Maritime Books from Ten Pound Island Book Company
By Michael Stillman
Ten Pound Island Book Company has issued its Maritime List 189, Fine & Rare Books, Manuscripts, Ephemera. There isn't much that need be said to describe the type of material found in this catalogue. The word "maritime" says it all both succinctly and well. We note that Ten Pound Island has announced that this will be their final printed catalogue. Changing times have caught up with the medium. Due to increased printing and mailing costs, and the limited presentation possible with print, they will be moving to online catalogues, which allow for more thorough descriptions and the addition of color images for each item. Print presentations in the future will be limited to short title lists. While it is sad to see this traditional method of bookselling fade, and particularly for a seller who has issued 189 catalogues, technology moves forward, and those who don't go with it are likely to be left behind. Here are a few of the items to be found in issue number 189.

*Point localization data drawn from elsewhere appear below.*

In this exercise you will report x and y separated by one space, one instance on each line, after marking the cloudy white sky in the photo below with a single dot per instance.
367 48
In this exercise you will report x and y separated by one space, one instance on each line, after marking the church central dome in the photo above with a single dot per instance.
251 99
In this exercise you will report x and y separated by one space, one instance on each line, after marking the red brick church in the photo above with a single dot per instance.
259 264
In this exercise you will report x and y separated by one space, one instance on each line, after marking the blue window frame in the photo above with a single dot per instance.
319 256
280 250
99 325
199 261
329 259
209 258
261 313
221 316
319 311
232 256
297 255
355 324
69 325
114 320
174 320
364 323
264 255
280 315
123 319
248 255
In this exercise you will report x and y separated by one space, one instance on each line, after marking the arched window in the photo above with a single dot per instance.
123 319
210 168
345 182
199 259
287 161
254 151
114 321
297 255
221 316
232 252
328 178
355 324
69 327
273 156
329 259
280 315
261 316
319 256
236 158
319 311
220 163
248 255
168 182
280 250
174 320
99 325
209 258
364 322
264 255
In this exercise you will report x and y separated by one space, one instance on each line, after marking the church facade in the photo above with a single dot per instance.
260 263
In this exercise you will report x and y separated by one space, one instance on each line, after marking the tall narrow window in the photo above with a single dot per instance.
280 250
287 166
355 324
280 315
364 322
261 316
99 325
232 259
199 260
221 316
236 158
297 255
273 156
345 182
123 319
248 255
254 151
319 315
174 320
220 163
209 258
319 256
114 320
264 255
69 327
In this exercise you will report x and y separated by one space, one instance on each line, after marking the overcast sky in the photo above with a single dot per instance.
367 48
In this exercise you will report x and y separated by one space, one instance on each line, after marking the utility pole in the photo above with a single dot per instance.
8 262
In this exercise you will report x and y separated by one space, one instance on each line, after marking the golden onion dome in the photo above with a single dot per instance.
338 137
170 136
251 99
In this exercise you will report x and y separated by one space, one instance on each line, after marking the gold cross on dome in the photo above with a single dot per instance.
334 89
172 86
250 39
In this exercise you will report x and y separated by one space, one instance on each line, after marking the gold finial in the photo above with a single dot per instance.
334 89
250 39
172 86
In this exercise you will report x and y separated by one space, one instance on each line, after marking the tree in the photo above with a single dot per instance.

Item 53 presents an interesting collection of documents from the privateering vessel Fox after it sailed into Gloucester (Massachusetts) in 1814. This was during the War of 1812, and the U.S. had virtually no navy to combat British dominance of the seas. As a result, the U.S. turned to privateers, independent contractors so to speak, or pirates in the eyes of others, who in return for a portion of the spoils were licensed by the U.S. to attack British shipping. The Fox, under Samuel Handy, brought home a prize to Gloucester, the British ship Byker. Offered are four documents pertaining to the turning over of the Byker, including a landing permit, accounting of the ship's contents, and a report of the prisoners turned over to authorities. Priced at $1,500.
Item 14 is a look at the isolated island where many of the mutineers from the Bounty lived out the remainder of their lives: Pitcairn's Island, and Islanders in 1850, by Walter Brodie. The famed mutiny on the Bounty occurred in 1789, when a group of disgruntled seamen overpowered Captain William Bligh and his men. Bligh and most of those loyal to him were put on a small boat and cast out to sea. Miraculously, they traveled 3,500 miles to find rescue on a Dutch island, and then make it back to London to promote the court martial of the mutineers. Meanwhile, mutiny leader Fletcher Christian and his cohorts returned to Tahiti, where the Bounty had spent several months prior to the mutiny, and after gathering some women and men, set out to find an isolated island where the Royal Navy would not find them. They came upon Pitcairn, scuttled the Bounty, and stayed, undiscovered. The next time a vessel stopped at Pitcairn was 1808, and by then, all but one of the mutineers had died, Christian, reportedly, after a fight in 1793. Brodie's account, published in 1851 (this third edition was published in the same year as the first), tells of the descendants of mutineers and their Tahitian wives, who inhabited Pitcairn at that time, and still do today. It also provides shipping records of the limited number of vessels that had come calling to the island. $350.